Thursday, March 26, 2009

Just an Update...

So I am still at the Juvenile center and I am still loving my job even through the rough days. Everyday is different and when you go to work you are never sure what you may be walking into. It's my job and I do get paid and I have to go but I do care about the kids there and I find myself praying for them when I leave or in my head when I am there. There are times it can get a little scary but I have found that more times its heart wrenching. These are kids and somtimes its easy to forget because they talk like adults or their exterior is as an adults but they are children and most of them wanting to be loved they want to find someone who cares. I beleive that alot of them want to make the right choices but find if hard because of their neighborhood enviroments or their lack of parents. Some have been in and out of foster homes, some good some bad. Lets not forget to pray for those who we dont see.

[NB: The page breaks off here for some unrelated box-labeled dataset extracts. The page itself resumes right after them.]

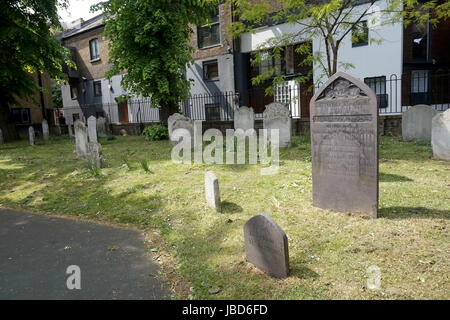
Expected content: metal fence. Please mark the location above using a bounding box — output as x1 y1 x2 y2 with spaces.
56 71 450 124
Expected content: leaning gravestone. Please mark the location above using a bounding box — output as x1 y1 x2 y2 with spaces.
234 107 255 131
88 116 98 142
431 109 450 161
74 120 89 159
86 142 103 168
168 113 194 146
244 214 289 278
97 117 107 138
42 119 50 141
310 72 378 218
402 104 438 141
28 127 35 146
263 102 292 148
205 171 220 211
67 123 73 137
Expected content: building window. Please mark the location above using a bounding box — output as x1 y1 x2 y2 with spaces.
197 9 220 49
411 24 429 61
205 103 220 120
72 113 80 122
203 60 219 80
364 76 388 108
352 21 369 47
94 80 102 97
11 108 31 124
411 70 431 105
70 86 78 100
89 38 100 61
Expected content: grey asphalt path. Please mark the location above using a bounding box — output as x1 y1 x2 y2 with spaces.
0 209 168 300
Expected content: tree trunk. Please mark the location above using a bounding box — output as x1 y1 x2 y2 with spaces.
0 102 19 141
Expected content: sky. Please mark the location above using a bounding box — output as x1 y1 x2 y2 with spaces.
58 0 102 22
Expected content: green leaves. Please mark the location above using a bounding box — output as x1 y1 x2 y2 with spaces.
100 0 218 107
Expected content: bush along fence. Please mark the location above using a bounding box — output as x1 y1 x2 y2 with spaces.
55 71 450 124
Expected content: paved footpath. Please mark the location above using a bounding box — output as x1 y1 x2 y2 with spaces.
0 209 168 299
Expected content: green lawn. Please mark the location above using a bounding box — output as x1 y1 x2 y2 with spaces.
0 137 450 299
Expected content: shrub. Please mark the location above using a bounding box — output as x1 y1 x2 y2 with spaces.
142 124 169 141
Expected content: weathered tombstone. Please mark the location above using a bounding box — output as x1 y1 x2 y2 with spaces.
234 107 255 131
263 102 292 148
67 123 73 137
88 116 98 142
97 117 107 138
168 114 194 147
42 119 50 141
244 214 289 278
205 171 220 211
402 104 438 141
310 72 378 218
74 120 88 159
28 127 35 146
431 109 450 161
86 142 103 168
167 113 186 139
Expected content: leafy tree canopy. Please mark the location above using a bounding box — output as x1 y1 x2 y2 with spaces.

Like our soilders fighting for our country, like those around the world struggling because of poverty, for the children without parents and the parents whose hearts ache because they cannot provide for their children, pray for those who are lost and need to be found and pray for those who are searching for something, anything.... that they may find God and his light to light their path, his shoulder to cry on, his ear to listen!

Friday, March 13, 2009

Little Girl with a Secret

Little girl with a secret,
Tell someone your pain.
Little Girl with a secret,
I know you carry shame.
Little girl with a secret,
your not alone in the game.

Young Lady with the heartache,
The past is just the past.
Young Lady with the heartache,
you cant cover it with a mask.
Young lady with the heartache,
remember whats now at task.

Mother with the daughters,
teach your girls to be wise.
Mother with the daughters,
watch out for the lies.
Mother with the daughters,
watch for the dirty disguise.
Mother with the daughters,
know a predators EYES!

I was a little girl who kept a BIG secret all my life and told knowone , because of the shame and I didnt want to hurt my mother. My secret affexted who I was and what I did. Had I only spoken to someone sooner I may have been a different person and lived a different life. I now want to make sure I keep an open relationship with my daughters because we cannot protect them all the time but we can teach them to be wise!